La “amenaza rusa” obra milagros, sobre todo en países, como Moldavia. Si tienen fronteras con Rusia son un tesoro y si las tienen con Ucrania, como Modavia, también.

Los 60 millones están destinados a financiar los gastos de defensa de este año, aunque la cantidad ni siquiera alcanza esa cifra porque Bruselas ya ha pagado 37 millones en virtud del llamado acuerdo del Mecanismo Europeo para la Paz (FEP) que, a pesar de su nombre, es un mecanismo de guerra.

Después de Ucrania, Moldavia es la segunda beneficiaria de ese tipo de fondos destinados a la “paz”.

La Unión Europea cada vez parece más un bloque militar que una mercadillo. Moldavia quiere unirse a los Veintisiete para 2030 y ha empezado estrechando lazos en el ámbito de las armas y las guerras.

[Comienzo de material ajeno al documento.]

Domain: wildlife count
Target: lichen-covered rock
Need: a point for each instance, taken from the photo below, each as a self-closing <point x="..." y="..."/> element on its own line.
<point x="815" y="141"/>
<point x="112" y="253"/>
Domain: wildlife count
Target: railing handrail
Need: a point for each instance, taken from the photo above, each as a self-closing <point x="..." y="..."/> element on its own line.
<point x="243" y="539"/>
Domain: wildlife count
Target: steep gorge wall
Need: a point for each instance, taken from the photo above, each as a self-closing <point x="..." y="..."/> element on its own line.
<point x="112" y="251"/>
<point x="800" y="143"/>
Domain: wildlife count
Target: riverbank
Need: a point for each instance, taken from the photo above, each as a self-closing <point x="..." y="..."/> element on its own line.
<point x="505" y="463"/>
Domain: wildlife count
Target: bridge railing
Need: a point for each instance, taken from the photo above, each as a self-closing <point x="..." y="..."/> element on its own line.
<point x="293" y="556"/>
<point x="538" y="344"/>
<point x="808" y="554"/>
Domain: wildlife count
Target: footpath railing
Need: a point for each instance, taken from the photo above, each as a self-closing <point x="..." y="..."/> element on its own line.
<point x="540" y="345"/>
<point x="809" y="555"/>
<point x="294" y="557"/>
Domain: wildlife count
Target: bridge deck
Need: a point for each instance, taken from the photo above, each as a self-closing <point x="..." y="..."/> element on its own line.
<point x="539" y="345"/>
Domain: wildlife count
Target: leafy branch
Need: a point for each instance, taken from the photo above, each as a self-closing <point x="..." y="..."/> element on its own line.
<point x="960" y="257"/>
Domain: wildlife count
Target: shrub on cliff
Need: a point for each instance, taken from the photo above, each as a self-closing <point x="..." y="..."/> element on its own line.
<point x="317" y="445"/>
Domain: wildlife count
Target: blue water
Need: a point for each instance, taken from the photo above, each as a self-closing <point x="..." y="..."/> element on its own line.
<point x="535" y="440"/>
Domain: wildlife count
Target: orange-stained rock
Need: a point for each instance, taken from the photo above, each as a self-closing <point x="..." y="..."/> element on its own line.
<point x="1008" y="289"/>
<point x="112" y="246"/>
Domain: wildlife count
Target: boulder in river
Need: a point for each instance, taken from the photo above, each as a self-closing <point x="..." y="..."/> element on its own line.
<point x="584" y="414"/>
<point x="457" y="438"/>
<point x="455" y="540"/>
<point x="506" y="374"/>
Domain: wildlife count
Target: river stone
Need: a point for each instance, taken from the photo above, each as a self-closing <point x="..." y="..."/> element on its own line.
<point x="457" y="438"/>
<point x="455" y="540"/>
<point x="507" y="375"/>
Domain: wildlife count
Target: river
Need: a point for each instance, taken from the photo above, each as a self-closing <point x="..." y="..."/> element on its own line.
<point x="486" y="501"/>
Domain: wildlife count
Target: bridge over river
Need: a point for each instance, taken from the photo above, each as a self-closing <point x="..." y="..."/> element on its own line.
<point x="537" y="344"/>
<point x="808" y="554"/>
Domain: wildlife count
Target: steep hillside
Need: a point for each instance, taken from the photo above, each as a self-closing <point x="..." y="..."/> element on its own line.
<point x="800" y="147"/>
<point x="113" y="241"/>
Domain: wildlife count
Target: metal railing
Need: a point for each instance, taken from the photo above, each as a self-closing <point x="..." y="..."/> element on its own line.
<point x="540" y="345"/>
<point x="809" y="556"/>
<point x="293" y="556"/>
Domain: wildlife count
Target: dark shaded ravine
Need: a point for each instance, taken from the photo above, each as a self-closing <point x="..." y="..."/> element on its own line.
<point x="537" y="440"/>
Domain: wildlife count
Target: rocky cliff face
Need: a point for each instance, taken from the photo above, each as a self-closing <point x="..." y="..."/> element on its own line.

Es un mal comienzo. El pasado mes de mayo, Moldavia firmó una asociación en materia de seguridad y defensa con la Unión Europea, convirtiéndose en el primer país en celebrar un acuerdo de este tipo con Bruselas.

Una muestra de las paranoias que están promoviendo en Europa son las declaraciones de Macron el domingo en una entrevista con un periódico francés: después de invadir Ucrania, Putin va a por Moldavia y tal vez más allá de Rumanía… si los europeos no logran frenarle.

El problema de Moldavia y de la Unión Europea es que los rusos no necesitan “invadir” nada porque su ejército ya está presente en Transnistria, la parte oriental del país, desde 1992.

El contingente militar ruso opera como “fuerza de mantenimiento de la paz” y su presencia se fundamenta en un acuerdo bilateral firmado con Moldavia tras el colapso de la URSS.

Por lo tanto, la cuestión no es que los rusos lleguen, sino que se vayan, para lo cual es necesario un segundo acuerdo entre Moldavia y Rusia.

En 1999, en la Cumbre de la OSCE en Estambul, Rusia se comprometió a retirar sus tropas y municiones de Transnistria, un proceso que nunca se ha completado.

Para firmar la retirada de tropas, el gobierno moldavo deberá esforzarse por mejorar sus infames relaciones con Moscú (y de rebote con el gobierno de Transnistria), algo que no hace porque todo su empeño va en la dirección contraria, lo cual ocurre por órdenes de Bruselas. Es el precio a pagar por ejercer de pelele.

En 2022 el gobierno de Chisinau condenó la invasión rusa a Ucrania y las relaciones entre Chisinau y Moscú se han deteriorado considerablemente.

El acuerdo entre ambos países de 1992 estableció una fuerza tripartita (Rusia, Moldavia y Transnistria) supervisada por una Comisión Conjunta de Control.

En Transnistria hay entre 1.000 y 1.500 soldados, de los cuales una parte son fuerzas moldavas y transnistrias. Además hay dos contingentes rusos: un grupo de mantenimiento de la paz y el Grupo Operativo de Fuerzas Rusas (OGRF), que custodia, entre otras cosas, el depósito de municiones de Cobasna.

El OGRF es una fuerza heredada del 14 Ejército soviético y no forma parte de la misión de paz.